INTERACTIVE CLINICAL VIRTUAL REALITY LAB FOR HIGHER EDUCATION STUDENTS IN BIOMEDICAL LABORATORY TECHNOLOGY
University of Applied Sciences Leuven - Limburg (BELGIUM)
About this paper:
Conference name: 14th International Conference on Education and New Learning Technologies
Dates: 4-6 July, 2022
Location: Palma, Spain
Abstract:
The need for qualified health care workers and laboratory technicians in (bio)medical and clinical settings is an essential part of the fourth industrial revolution. More and more clinical labs are equipped with technically high advanced lab automates e.g. Cobas (Roche Diagnostics), Architect (Abbott), Healthineers (Siemens), Sysmex (Sysmex Europe) in order to respond to the required elevated capacity of lab diagnostics. Consequently, higher education programmes are challenged to prepare students in Biomedical Laboratory Technology (BLT) for the novel required skills and competences in the lab field.
In addition, the Covid-19 pandemic also urged the digital revolution in the higher education landscape. As a result, students become more autonomous and flexible in time and place independent learning competences. The introduction of a clinical virtual reality (VR) lab in the bachelor programme of BLT will meet those current demands giving students the opportunity to train lab skills on automates prior to an internship in a (bio)medical and/or clinical lab and working in the field. Special modules of the VR lab can be dedicated as application tutorials for job applicants or, can aid laboratory technician employees to prepare for job mutation towards working with highly advanced automates.

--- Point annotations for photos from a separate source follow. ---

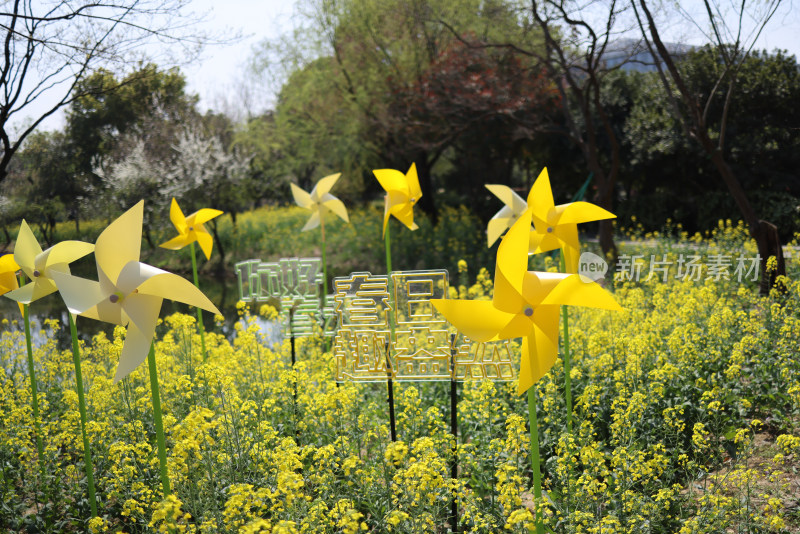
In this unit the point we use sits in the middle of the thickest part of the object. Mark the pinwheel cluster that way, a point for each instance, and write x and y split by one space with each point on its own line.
128 292
526 303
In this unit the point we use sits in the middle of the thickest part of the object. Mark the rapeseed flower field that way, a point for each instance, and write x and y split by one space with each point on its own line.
686 420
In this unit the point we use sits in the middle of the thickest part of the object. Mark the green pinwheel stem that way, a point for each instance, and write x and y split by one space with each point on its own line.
535 460
34 389
567 355
157 420
87 451
387 243
324 260
200 327
324 279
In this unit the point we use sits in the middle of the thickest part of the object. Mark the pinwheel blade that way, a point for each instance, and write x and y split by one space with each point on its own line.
512 264
205 241
312 222
301 198
202 216
337 207
23 295
576 290
120 242
477 319
26 248
66 252
143 312
581 212
540 197
539 350
391 180
414 190
177 217
173 287
80 295
177 242
324 186
515 203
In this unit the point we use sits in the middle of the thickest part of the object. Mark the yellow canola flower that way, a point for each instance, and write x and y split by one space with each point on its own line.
128 293
557 226
525 304
402 192
504 219
318 198
40 266
190 228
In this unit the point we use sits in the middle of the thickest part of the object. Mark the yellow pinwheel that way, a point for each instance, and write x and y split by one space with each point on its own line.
402 192
191 229
557 226
525 304
40 266
318 198
504 219
128 292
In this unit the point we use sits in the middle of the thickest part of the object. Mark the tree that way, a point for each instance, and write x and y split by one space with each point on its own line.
733 46
367 83
670 172
50 48
39 180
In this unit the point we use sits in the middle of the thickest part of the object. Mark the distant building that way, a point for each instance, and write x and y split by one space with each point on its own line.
633 55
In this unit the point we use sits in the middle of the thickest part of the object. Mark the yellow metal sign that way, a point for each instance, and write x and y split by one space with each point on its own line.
388 328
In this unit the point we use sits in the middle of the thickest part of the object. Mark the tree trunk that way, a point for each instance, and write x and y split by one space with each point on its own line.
426 203
769 244
221 263
763 232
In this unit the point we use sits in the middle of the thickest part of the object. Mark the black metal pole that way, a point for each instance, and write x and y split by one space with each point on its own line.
291 332
390 387
454 429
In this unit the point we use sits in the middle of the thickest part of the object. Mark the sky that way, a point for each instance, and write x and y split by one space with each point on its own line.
218 75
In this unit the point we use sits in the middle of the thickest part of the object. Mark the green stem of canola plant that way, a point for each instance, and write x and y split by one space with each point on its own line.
34 389
87 451
199 311
160 439
535 461
567 355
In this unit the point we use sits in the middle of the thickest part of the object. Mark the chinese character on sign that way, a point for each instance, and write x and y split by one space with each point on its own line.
294 285
361 302
375 309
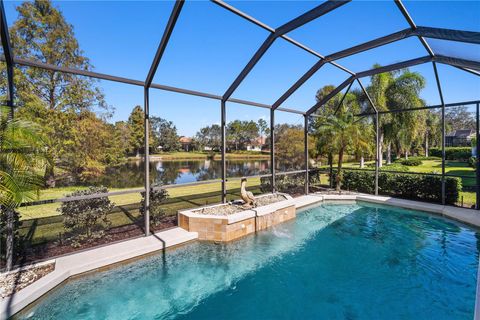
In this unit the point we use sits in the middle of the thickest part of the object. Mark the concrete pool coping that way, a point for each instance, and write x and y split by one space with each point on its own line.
98 258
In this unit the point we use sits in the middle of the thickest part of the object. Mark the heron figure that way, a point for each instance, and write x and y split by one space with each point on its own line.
247 196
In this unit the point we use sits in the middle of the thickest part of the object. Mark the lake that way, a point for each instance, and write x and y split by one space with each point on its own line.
130 175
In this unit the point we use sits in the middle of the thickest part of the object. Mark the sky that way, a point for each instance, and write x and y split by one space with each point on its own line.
210 46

With the development of an integrated clinical virtual lab environment the BLT programme aims to equal the reality of the clinical lab work field and will therefore collaborate with Life Science companies and ICT specialists supporting a virtual laboratory information management system (LIMS). The VR lab will offer an integrated platform combining LIMS with quality control (QC) tools providing statistical tools including Westgard and Levey Jennings analysis. Users submerged in a clinical VR lab have to perform technical interventions on automates e.g. calibrations, buffer replacements, samples identification and assemblage, trouble shooting, etc.. They have to communicate with the automates by digital interfaces and ICT programming skills and will perform QC analysis on the obtained data from diagnosed patients samples. The students’ progress in the VR tool will be monitored by learning analytics to support coaching from novice, intermediate, advanced to expert level.Keywords:
Biomedical sciences, Online/Virtual Laboratories, Virtual Learning Environments (VLEs).